= Sherwood number =

Dimensionless number in fluid mechanics

The Sherwood number (Sh) (also called the mass transfer Nusselt number) is a dimensionless number used in mass-transfer operation. It represents the ratio of the total mass transfer rate (convection + diffusion) to the rate of diffusive mass transport, and is named in honor of Thomas Kilgore Sherwood.
==Definition==
It is defined as follows

$\mathrm{Sh} = \frac{h}{D/L} = \frac{\mbox{Total mass transfer rate}}{\mbox{Diffusion rate}}$

where
- L is a characteristic length (m)
- D is mass diffusivity (m^{2} s^{−1})
- h is the convective mass transfer film coefficient (m s^{−1})

Using dimensional analysis, it can also be further defined as a function of the Reynolds and Schmidt numbers:
$\mathrm{Sh} = f(\mathrm{Re}, \mathrm{Sc})$

For example, for a single sphere it can be expressed as:

$\mathrm{Sh} = \mathrm{Sh}_0 + C\, \mathrm{Re}^{m}\, \mathrm{Sc}^{\frac{1}{3}}$

where $\mathrm{Sh}_0$ is the Sherwood number due only to natural convection and not forced convection.
==Correlations==
A more specific correlation is the Froessling equation:

$\mathrm{Sh} = 2 + 0.552\, \mathrm{Re}^{\frac{1}{2}}\, \mathrm{Sc}^{\frac{1}{3}}$

This form is applicable to molecular diffusion from a single spherical particle.

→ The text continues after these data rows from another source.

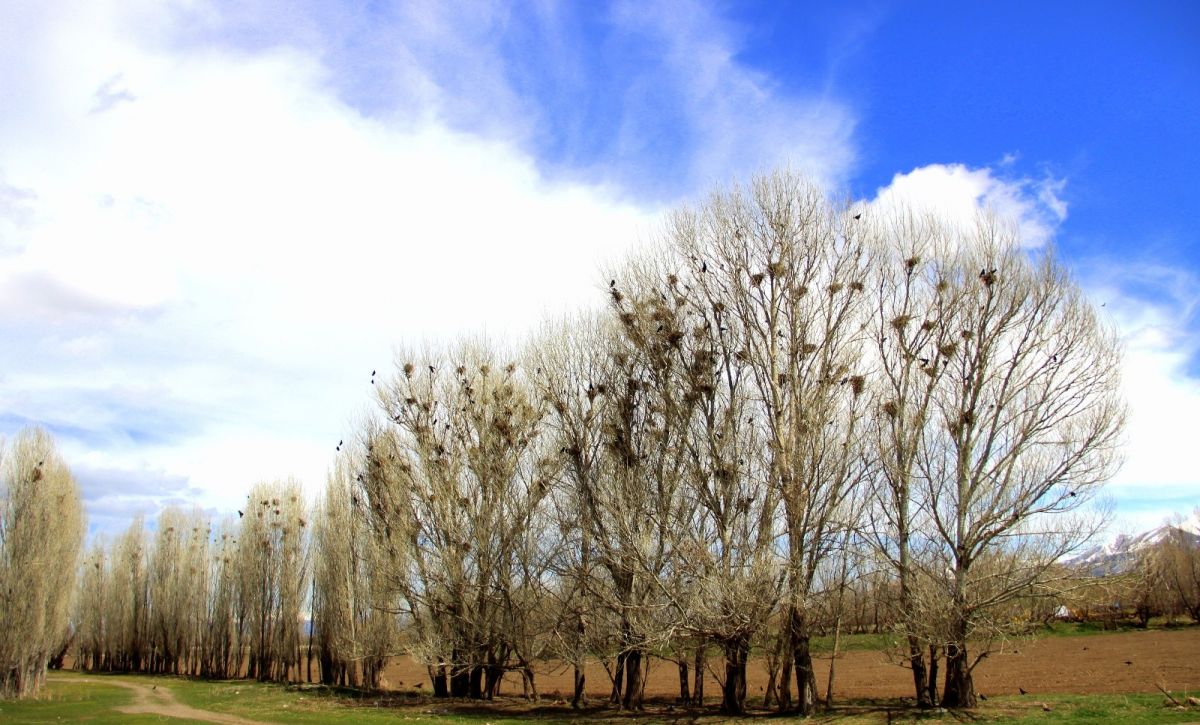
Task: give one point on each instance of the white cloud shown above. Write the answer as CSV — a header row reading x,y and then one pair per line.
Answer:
x,y
232,241
1153,310
738,120
957,192
1159,477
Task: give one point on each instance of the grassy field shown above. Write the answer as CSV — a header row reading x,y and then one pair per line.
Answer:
x,y
100,699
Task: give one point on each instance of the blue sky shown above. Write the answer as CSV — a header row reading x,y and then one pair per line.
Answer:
x,y
215,216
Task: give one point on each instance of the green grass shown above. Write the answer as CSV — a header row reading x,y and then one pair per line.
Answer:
x,y
852,642
1074,629
96,702
75,702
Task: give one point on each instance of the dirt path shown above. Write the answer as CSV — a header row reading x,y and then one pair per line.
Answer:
x,y
157,700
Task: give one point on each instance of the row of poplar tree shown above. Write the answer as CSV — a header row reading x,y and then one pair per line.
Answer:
x,y
783,396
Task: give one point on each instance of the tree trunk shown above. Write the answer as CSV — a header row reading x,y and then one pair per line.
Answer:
x,y
785,678
805,676
580,681
733,694
460,679
921,676
477,681
438,681
959,690
633,699
933,673
618,678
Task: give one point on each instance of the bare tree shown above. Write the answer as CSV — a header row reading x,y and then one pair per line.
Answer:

It is particularly valuable in situations where the Reynolds number and Schmidt number are readily available. Since Re and Sc are both dimensionless numbers, the Sherwood number is also dimensionless.

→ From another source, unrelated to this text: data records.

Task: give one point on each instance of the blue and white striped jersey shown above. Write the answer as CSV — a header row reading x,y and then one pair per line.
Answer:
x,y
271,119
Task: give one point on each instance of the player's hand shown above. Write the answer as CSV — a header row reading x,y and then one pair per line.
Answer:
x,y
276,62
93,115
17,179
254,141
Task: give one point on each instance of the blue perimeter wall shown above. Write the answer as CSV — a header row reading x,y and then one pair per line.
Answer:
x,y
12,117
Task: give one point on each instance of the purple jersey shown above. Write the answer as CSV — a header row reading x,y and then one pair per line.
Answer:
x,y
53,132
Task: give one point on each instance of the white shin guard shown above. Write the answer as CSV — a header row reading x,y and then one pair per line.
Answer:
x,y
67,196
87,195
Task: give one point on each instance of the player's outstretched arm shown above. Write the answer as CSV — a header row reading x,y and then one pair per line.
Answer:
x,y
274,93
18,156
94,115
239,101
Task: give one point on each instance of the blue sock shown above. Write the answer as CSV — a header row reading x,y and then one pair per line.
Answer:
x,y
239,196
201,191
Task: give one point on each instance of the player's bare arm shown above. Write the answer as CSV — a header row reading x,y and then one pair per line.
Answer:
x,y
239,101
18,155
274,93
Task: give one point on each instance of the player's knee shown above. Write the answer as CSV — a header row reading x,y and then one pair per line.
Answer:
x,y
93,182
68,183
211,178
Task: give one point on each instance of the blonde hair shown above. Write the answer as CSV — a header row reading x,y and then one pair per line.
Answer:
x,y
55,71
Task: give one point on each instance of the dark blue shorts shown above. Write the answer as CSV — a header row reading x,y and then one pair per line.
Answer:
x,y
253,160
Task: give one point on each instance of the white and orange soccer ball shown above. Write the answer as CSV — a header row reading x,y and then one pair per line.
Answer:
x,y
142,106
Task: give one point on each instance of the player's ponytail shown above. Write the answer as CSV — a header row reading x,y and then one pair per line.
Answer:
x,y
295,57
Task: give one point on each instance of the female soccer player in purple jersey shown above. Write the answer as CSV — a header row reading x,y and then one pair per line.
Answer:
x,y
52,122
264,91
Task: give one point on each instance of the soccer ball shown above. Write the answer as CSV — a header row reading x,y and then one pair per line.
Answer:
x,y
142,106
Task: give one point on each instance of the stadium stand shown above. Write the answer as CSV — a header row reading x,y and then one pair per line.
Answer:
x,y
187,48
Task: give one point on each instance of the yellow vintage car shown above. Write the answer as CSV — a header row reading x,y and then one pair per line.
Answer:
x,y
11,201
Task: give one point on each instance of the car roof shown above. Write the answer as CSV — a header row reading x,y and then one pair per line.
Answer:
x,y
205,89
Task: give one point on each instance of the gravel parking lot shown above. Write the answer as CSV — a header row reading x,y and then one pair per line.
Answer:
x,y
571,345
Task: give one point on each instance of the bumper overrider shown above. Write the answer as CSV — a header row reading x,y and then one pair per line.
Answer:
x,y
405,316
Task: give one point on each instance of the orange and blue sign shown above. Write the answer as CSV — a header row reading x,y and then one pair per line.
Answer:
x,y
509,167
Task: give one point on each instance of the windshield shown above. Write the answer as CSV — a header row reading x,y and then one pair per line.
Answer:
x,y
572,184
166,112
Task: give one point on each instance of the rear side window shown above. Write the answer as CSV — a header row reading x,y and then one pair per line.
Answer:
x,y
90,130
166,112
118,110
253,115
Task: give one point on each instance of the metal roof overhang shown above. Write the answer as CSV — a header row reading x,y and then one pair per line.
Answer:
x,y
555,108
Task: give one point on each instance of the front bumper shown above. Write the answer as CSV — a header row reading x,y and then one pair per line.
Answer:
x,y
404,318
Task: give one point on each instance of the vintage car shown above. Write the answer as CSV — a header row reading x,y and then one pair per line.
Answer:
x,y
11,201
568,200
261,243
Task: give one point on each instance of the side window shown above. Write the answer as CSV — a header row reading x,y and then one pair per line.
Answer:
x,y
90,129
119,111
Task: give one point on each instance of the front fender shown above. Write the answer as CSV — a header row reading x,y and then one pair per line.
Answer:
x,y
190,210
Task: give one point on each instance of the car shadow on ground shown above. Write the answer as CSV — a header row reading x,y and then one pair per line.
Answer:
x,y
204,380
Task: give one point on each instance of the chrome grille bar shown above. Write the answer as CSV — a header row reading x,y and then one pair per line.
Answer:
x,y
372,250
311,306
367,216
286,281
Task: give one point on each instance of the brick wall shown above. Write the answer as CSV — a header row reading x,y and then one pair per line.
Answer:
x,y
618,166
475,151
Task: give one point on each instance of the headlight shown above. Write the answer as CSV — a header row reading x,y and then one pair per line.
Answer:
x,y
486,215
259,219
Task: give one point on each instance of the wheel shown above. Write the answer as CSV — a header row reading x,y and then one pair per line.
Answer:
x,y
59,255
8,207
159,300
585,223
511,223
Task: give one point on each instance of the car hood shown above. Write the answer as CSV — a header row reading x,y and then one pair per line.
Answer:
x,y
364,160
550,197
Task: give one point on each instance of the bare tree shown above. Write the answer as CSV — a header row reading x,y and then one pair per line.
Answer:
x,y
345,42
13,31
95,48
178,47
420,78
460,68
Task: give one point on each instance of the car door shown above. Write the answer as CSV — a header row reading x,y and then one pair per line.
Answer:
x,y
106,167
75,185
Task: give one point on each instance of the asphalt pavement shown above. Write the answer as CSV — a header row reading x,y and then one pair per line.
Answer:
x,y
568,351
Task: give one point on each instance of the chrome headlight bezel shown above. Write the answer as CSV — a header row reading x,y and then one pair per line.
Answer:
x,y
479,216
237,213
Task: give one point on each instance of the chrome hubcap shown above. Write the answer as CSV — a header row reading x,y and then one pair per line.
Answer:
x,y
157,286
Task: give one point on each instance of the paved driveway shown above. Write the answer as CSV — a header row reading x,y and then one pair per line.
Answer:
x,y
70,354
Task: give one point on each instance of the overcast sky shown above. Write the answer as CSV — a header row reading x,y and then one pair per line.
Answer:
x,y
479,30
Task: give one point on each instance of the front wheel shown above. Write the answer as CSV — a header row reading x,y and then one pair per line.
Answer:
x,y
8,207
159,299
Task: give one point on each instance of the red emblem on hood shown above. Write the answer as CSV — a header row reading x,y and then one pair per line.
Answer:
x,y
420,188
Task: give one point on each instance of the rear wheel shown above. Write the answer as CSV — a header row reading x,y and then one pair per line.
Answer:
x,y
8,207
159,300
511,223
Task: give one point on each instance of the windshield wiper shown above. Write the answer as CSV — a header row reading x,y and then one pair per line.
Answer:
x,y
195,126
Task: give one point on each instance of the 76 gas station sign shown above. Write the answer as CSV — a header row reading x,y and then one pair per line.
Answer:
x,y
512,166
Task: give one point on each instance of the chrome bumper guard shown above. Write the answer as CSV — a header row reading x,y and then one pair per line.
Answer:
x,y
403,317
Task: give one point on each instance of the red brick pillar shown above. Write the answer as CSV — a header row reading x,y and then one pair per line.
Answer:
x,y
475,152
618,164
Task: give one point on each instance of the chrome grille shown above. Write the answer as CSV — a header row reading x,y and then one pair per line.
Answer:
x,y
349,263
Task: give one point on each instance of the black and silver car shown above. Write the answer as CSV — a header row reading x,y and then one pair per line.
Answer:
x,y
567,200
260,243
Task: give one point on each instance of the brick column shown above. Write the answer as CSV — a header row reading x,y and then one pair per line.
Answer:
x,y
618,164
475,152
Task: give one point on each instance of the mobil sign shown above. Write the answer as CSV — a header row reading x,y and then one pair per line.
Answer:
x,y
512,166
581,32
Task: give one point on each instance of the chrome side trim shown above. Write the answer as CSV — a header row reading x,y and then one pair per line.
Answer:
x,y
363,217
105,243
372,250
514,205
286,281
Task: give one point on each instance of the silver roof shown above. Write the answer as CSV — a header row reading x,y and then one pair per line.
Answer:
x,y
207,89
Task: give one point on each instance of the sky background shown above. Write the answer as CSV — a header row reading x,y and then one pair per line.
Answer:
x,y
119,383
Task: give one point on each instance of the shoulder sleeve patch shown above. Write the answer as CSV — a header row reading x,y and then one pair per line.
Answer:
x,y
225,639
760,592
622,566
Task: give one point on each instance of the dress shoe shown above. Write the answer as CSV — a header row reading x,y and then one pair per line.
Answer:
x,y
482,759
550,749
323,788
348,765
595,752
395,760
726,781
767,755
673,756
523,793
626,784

These correlations are the mass transfer analogies to heat transfer correlations of the Nusselt number in terms of the Reynolds number and Prandtl number. For a correlation for a given geometry (e.g. spheres, plates, cylinders, etc.), a heat transfer correlation (often more readily available from literature and experimental work, and easier to determine) for the Nusselt number (Nu) in terms of the Reynolds number (Re) and the Prandtl number (Pr) can be used as a mass transfer correlation by replacing the Prandtl number with the analogous dimensionless number for mass transfer, the Schmidt number, and replacing the Nusselt number with the analogous dimensionless number for mass transfer, the Sherwood number.

== Examples ==
As an example, a heat transfer correlation for spheres is given by the Ranz-Marshall Correlation:

$\mathrm{Nu} = 2 + 0.6\, \mathrm{Re}^{\frac{1}{2}}\, \mathrm{Pr}^{\frac{1}{3}}, ~ 0 \le ~ \mathrm{Re} <200, ~ 0 \le \mathrm{Pr} < 250$

This correlation can be made into a mass transfer correlation using the above procedure, which yields:

$\mathrm{Sh} = 2 + 0.6\, \mathrm{Re}^{\frac{1}{2}} \, \mathrm{Sc}^{\frac{1}{3}}, ~ 0 \le ~ \mathrm{Re} < 200, ~ 0 \le \mathrm{Sc} < 250$

This is a very concrete way of demonstrating the analogies between different forms of transport phenomena.